Principles of Acoustic Immittance
Acoustic immittance testing provides objective physiological data regarding the status of the tympanic membrane (TM), ossicular chain, and middle ear space. Unlike behavioral audiometry, this does not rely on patient response.
Physics of Admittance
Modern diagnostics primarily measure Admittance (Y)—the ease with which energy flows through a system.
Components of Admittance
- Conductance (G): The resistive component (friction). Represents energy dissipation via middle ear structures and mucous membranes.
- Susceptance (B): The reactive component (energy storage). Influenced by:
- Mass Reactance: Weight of ossicles (dominant at high frequencies).
- Stiffness Reactance: Elasticity of ligaments and enclosed air (dominant at low frequencies like 226 Hz).
The Probe Assembly
The clinical tympanometer uses three transducers in a hermetically sealed cavity:
- Pneumatic Pump: Sweeps pressure from +200 to -400 daPa.
- Probe Tone Generator: Emits 226 Hz (adults) or 1000 Hz (infants).
- Microphone: Measures the sound reflected back from the eardrum.
Tympanometry: Mechanisms & Interpretation
Tympanometry measures eardrum compliance in response to pressure changes. It is the primary tool for identifying conductive pathologies.
The Jerger Classification System
Type A (Normal)
Normal middle ear function; intact ossicular chain; no effusion.
Type As (Shallow)
Stiffness dominated. Otosclerosis, tympanosclerosis, or malleus fixation.
Type Ad (Deep)
Hyper-mobile.
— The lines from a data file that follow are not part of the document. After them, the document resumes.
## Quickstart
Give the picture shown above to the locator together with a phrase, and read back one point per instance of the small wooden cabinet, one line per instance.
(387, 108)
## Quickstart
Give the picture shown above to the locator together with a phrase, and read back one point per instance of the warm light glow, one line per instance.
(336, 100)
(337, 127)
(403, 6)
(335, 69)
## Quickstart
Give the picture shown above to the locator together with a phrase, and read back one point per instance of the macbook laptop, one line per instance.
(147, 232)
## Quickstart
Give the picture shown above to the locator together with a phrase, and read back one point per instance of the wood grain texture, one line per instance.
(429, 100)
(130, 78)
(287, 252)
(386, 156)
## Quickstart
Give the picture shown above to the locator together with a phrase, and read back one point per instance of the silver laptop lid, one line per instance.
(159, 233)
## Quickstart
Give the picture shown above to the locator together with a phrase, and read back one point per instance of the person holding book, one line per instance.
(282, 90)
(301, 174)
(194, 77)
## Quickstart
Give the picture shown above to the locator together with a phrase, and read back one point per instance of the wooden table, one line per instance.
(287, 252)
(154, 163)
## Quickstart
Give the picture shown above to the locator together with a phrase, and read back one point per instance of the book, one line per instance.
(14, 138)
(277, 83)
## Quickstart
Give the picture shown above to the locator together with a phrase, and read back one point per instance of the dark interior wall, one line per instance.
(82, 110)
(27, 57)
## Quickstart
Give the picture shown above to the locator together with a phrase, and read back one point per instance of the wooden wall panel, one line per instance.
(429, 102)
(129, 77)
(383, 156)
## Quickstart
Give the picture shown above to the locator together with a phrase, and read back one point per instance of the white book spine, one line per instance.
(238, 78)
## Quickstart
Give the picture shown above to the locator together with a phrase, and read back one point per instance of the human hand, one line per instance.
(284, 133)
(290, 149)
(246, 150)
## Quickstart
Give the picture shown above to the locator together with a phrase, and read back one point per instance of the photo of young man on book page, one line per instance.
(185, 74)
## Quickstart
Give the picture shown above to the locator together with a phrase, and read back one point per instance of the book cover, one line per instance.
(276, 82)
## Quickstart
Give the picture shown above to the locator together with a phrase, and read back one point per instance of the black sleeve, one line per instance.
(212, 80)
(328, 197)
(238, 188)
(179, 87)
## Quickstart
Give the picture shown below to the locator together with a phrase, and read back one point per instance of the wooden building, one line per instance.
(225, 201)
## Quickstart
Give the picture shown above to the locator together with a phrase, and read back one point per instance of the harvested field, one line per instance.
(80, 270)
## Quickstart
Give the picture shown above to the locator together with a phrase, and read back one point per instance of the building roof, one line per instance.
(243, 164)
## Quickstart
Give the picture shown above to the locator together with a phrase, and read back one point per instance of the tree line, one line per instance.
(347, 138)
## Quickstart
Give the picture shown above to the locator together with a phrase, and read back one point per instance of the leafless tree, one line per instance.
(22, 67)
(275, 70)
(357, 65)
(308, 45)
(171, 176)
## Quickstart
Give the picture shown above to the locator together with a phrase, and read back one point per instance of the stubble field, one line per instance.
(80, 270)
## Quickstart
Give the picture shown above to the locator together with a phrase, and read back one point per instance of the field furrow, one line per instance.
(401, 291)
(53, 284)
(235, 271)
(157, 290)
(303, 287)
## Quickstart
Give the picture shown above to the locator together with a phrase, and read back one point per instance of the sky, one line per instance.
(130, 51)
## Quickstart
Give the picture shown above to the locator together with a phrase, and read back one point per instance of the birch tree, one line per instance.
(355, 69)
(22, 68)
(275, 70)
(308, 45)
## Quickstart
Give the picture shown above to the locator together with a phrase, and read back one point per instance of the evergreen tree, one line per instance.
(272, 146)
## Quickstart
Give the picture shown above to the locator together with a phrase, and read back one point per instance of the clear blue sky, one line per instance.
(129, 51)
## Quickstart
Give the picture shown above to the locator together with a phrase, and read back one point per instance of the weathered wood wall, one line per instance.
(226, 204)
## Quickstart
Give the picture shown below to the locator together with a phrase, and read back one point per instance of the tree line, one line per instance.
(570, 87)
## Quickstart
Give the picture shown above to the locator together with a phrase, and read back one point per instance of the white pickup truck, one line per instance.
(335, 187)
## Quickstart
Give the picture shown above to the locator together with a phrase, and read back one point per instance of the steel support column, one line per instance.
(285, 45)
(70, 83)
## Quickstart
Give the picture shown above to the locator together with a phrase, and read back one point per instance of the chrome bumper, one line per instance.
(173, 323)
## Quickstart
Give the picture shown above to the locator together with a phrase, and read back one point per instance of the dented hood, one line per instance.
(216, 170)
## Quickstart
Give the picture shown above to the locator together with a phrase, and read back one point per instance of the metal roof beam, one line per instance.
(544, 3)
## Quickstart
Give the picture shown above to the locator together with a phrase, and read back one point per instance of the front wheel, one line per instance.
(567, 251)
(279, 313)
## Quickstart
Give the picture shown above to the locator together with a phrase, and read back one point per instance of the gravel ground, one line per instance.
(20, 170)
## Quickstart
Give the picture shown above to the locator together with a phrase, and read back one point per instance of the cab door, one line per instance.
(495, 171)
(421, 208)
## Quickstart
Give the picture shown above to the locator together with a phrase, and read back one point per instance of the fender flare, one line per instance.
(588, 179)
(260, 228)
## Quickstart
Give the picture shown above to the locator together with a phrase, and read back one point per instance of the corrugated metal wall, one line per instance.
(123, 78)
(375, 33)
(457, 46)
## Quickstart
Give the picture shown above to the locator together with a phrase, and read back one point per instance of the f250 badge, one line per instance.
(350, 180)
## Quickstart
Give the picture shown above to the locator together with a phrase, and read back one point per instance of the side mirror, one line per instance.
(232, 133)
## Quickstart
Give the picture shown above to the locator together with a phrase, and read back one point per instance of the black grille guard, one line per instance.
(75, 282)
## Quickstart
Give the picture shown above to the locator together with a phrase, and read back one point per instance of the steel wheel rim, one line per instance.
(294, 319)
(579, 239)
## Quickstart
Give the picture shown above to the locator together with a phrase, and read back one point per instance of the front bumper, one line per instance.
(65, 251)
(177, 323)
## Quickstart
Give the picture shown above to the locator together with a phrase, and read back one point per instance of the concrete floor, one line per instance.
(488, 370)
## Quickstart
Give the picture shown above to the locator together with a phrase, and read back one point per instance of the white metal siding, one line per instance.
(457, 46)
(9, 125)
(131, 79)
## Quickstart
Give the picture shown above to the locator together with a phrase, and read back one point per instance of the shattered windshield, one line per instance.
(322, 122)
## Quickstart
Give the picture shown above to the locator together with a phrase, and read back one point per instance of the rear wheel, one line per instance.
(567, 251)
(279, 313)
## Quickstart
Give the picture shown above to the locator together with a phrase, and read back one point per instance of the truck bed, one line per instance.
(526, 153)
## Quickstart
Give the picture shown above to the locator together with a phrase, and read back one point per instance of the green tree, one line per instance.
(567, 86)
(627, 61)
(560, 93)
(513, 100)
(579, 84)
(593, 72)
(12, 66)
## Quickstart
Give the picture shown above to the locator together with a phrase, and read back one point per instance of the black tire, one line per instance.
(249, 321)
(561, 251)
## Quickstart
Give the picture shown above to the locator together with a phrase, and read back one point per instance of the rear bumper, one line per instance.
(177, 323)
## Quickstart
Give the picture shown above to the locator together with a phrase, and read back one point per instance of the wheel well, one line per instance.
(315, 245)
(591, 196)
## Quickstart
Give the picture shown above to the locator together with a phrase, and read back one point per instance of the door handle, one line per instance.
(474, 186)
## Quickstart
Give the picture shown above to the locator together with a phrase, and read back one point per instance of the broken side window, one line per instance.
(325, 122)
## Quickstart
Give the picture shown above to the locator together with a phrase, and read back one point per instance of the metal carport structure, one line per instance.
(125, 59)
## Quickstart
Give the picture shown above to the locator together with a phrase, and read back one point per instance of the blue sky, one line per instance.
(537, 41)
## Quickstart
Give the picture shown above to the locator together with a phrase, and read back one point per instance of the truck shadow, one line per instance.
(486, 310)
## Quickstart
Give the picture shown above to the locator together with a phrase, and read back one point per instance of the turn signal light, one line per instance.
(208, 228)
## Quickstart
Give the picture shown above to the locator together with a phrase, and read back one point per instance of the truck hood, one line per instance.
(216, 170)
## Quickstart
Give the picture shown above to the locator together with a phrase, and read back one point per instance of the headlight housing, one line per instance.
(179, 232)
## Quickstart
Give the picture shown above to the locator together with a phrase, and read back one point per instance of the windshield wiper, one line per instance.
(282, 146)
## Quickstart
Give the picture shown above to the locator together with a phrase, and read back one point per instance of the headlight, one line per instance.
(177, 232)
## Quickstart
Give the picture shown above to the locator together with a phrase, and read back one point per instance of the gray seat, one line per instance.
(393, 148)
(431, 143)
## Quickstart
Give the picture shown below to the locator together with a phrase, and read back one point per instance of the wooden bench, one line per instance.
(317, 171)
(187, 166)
Ossicular discontinuity or monomeric (scarred) TM.
Type C (Negative)
Eustachian Tube Dysfunction. Retracted TM or developing otitis media.
Type B (Flat): The Critical Role of Volume
When the tracing is flat (Type B), the Equivalent Ear Canal Volume (ECV) determines the diagnosis.
Normal ECV
0.6 – 1.5 ml
Indicates Otitis Media with Effusion (OME). The probe measures to the drum, but the drum won't move due to fluid.
Large ECV
> 2.0 ml
Indicates a Perforation or patent PE tube. The probe measures the canal plus the middle ear space.
The Acoustic Reflex
The Acoustic Reflex Threshold (ART) measures the bilateral contraction of the stapedius muscle in response to high-intensity sound.
Reflex Arc Anatomy
- Afferent (Sensory): Cochlea → CN VIII → Ventral Cochlear Nucleus (VCN).
- Central (Decussation): VCN → Superior Olivary Complex (SOC). Crossing fibers allow the signal to reach both sides.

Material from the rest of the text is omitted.